Question

Two spherical objects are separated by a distance of 2.59 × 10-3 m. The objects are initially electrically neutral and are very small compared to the distance between them. Each object acquires the same negative charge due to the addition of electrons.
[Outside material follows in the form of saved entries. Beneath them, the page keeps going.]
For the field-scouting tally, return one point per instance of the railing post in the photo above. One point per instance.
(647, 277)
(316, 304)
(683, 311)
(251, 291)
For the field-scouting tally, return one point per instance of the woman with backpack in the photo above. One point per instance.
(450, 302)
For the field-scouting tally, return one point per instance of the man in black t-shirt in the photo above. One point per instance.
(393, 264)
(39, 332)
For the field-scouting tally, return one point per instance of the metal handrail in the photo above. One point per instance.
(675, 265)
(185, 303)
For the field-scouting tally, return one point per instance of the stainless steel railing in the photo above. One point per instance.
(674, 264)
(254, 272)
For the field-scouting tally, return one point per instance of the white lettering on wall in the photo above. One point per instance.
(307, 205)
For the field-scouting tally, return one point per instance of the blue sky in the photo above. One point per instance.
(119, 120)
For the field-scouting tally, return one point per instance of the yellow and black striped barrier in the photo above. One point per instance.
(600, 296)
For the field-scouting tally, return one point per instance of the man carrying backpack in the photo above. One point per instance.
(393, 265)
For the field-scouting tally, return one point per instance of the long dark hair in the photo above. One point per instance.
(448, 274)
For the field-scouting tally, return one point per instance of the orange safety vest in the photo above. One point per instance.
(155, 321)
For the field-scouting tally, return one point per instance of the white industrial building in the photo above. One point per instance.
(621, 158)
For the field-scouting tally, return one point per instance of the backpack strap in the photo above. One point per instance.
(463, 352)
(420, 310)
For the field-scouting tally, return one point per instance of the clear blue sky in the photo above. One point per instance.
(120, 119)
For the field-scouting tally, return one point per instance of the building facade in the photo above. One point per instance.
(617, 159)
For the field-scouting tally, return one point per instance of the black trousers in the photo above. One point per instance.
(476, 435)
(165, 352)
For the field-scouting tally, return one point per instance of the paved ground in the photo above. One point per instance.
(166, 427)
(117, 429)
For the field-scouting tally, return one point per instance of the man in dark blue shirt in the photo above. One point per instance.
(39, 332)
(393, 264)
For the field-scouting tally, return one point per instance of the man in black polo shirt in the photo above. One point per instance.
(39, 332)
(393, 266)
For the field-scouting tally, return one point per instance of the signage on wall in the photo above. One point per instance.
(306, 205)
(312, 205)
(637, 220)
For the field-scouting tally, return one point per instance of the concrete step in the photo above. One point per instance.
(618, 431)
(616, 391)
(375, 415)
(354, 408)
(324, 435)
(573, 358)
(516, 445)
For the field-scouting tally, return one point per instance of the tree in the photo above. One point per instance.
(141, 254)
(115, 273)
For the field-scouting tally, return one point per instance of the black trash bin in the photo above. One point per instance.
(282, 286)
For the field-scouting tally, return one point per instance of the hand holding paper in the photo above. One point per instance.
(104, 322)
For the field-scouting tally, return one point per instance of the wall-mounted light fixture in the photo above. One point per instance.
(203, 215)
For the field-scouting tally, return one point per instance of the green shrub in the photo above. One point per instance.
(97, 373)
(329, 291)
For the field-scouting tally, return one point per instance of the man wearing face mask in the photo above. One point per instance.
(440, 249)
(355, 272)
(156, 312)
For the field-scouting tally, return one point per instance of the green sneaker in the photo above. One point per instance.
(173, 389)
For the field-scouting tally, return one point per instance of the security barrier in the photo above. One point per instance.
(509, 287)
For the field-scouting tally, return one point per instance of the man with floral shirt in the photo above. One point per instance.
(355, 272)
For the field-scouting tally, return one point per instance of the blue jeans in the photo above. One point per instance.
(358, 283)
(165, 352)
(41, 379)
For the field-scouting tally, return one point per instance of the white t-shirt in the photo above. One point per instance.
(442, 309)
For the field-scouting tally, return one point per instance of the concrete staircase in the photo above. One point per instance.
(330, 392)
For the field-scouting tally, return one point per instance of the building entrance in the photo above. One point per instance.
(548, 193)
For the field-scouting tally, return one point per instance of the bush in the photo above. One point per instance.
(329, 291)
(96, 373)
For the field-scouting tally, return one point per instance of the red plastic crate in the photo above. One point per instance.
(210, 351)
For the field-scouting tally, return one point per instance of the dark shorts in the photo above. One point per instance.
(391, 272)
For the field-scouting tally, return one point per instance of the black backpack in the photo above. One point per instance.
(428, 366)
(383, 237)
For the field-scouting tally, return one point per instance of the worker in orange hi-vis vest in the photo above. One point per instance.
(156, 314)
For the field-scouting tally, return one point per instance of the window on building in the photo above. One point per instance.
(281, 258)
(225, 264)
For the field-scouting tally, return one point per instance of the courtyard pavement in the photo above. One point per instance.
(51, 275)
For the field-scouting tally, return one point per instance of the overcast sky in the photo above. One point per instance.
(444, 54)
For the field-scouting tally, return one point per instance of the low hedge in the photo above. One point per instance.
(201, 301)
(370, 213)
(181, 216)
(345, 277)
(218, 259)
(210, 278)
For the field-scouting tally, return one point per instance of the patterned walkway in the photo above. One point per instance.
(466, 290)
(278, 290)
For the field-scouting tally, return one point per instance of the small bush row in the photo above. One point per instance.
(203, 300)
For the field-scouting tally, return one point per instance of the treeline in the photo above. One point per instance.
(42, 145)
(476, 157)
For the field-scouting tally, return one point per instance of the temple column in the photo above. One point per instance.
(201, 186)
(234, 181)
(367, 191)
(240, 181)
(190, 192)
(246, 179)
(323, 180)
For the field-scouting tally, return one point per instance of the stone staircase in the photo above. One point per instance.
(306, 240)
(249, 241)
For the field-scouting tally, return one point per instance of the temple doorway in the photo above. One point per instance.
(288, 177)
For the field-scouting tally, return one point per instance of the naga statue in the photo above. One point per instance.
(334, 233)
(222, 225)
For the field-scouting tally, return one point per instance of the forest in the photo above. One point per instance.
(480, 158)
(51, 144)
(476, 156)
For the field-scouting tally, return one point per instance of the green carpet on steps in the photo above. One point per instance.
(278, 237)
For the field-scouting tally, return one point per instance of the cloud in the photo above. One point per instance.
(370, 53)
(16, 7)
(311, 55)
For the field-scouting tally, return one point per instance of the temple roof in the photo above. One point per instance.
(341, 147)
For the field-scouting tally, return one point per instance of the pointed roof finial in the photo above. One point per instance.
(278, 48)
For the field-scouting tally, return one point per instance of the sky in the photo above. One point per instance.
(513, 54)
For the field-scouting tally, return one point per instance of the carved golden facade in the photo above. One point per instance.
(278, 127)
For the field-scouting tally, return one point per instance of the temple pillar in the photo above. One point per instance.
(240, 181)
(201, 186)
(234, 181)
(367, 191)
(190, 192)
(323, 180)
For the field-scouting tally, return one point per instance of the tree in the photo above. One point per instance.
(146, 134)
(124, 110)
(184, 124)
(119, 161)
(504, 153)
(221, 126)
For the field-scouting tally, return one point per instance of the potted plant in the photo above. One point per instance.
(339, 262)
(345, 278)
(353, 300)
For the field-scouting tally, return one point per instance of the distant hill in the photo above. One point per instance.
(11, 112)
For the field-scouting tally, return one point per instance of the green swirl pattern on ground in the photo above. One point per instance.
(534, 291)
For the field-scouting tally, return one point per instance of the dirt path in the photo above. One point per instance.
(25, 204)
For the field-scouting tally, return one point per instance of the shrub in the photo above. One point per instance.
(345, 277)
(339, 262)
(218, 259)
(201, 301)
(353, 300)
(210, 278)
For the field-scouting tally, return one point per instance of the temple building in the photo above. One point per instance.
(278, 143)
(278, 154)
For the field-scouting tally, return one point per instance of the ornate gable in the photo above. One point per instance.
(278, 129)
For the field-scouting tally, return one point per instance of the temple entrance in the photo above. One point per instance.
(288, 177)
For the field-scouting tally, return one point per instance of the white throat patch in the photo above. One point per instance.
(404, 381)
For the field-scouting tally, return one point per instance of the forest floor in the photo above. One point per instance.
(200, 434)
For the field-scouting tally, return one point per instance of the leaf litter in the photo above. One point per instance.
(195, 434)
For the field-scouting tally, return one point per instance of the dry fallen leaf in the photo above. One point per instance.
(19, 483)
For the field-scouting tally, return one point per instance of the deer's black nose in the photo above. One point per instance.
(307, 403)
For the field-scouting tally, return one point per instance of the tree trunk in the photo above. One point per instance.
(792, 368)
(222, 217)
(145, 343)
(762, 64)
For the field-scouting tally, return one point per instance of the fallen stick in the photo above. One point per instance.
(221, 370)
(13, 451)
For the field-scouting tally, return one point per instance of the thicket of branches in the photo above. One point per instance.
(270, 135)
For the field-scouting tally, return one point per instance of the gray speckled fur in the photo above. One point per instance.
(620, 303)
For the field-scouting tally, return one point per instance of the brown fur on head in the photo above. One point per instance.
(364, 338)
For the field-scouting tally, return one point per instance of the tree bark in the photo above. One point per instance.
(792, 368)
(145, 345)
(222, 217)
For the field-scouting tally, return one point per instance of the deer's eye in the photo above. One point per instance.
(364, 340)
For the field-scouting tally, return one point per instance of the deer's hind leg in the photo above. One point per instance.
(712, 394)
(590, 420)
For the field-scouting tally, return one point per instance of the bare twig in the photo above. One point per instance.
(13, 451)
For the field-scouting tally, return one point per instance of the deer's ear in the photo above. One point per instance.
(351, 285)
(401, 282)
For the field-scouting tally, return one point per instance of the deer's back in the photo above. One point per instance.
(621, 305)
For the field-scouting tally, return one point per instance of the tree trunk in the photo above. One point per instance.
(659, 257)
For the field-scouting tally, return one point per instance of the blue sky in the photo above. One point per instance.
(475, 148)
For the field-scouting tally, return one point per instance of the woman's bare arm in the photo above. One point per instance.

As a result, each object experiences an electrostatic force that has a magnitude of 4.94 × 10-21 N. How many electrons did it take to produce the charge on one of the objects?

Answer 1

Answer:

Number of electrons, n = 12 electron

Explanation:

Given that,

The distance between charged spheres, $d=2.59\times 10^{-3}\ m$

The object experiences an electrostatic force that has a magnitude of, $F=4.94\times 10^{-21}\ N$

The electric force between spheres is given by :

$F=\dfrac{kq^2}{d^2}$

$q=\sqrt{\dfrac{Fd^2}{k}}$

$q=\sqrt{\dfrac{4.94\times 10^{-21}\times (2.59\times 10^{-3})^2}{9\times 10^9}}$

$q=1.91\times 10^{-18}\ C$

Let there are n number of electrons. Using quantization of electric charge we get :

$q=ne$

$n=\dfrac{q}{e}$

$n=\dfrac{1.91\times 10^{-18}}{1.6\times 10^{-19}}$

n = 11.93 electrons

or

n = 12 electrons

Hence, 12 electrons produce the charge on one of the objects.